Nick Butler

Another week, another series of doping allegations. Athletics and swimming have come in for their fair share of scandals in recent times, but yesterday it was the turn of other sports to feel the wrath of a media investigation.

The Sunday Times secretly filmed Dr Mark Bonar claiming, over dinner, to have treated more than 150 athletes with banned substances, including erythropoietin, anabolic steroids and human growth hormone over the last six years.

“Clients” supposedly included “many household names”, including an England cricketer, British Tour de France cyclists, a British boxing champion, tennis players and martial arts competitors, as well as footballers from leading Premier League clubs Arsenal, Chelsea and Leicester City.
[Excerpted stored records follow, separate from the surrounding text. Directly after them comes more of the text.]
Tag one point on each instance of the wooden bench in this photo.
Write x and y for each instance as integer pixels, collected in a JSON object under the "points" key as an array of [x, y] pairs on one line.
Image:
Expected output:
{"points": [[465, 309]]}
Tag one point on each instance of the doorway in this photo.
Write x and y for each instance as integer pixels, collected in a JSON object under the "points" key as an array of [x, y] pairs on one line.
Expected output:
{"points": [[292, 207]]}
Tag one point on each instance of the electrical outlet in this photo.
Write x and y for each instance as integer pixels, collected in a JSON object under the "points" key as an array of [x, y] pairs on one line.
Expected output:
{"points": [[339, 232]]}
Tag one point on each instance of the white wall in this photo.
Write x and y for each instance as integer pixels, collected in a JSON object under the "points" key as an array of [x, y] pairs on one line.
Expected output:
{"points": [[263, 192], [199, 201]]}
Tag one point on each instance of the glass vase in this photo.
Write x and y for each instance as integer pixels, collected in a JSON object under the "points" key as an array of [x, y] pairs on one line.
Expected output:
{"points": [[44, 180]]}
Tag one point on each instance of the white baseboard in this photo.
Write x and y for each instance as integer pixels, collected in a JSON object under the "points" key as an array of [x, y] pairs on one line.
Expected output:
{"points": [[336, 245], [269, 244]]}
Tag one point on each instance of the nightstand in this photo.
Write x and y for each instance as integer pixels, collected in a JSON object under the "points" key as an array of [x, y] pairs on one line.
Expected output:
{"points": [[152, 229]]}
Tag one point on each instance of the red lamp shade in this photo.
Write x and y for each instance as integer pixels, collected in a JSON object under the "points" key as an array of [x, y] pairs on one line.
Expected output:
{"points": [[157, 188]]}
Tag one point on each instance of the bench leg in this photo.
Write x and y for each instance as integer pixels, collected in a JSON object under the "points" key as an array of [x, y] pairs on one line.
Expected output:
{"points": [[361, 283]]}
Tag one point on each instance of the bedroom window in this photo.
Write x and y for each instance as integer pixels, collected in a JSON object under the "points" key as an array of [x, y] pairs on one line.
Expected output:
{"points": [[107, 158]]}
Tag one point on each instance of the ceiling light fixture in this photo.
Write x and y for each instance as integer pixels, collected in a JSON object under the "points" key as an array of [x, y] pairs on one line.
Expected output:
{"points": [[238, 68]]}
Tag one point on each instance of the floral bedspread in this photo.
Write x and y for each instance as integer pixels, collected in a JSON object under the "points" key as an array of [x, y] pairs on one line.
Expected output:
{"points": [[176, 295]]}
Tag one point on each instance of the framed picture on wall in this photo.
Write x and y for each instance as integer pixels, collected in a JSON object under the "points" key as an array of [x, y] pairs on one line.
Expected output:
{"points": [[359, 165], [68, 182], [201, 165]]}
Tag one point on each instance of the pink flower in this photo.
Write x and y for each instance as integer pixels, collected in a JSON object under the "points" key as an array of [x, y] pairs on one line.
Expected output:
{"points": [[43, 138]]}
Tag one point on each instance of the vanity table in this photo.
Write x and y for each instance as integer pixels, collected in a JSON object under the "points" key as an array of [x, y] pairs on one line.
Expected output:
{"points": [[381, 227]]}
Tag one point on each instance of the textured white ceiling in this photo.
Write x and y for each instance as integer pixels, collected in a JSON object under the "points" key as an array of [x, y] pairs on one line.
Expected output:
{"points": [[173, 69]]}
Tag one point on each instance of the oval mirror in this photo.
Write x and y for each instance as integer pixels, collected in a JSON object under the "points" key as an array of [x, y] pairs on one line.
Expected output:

Perhaps most worryingly of all, at least from the perspective of housewives across Middle England, contestants on celebrity television show Strictly Come Dancing were also supposedly provided with drugs, although I’m not sure if this can officially be classed as doping until the BBC introduces a banned list…

UK Anti-Doping (UKAD), considered one of the world’s leading national bodies who are currently working with the suspended Russian Anti-Doping Agency to help with their testing programme, was warned about the doctor’s activities two years ago. They admit, however, they failed to contact Bonar or pass the evidence on to the General Medical Council (GMC). Culture, Media and Sports Minister John Whittingdale claimed to be “shocked and deeply concerned” by this and has ordered an independent investigation into why action was not taken.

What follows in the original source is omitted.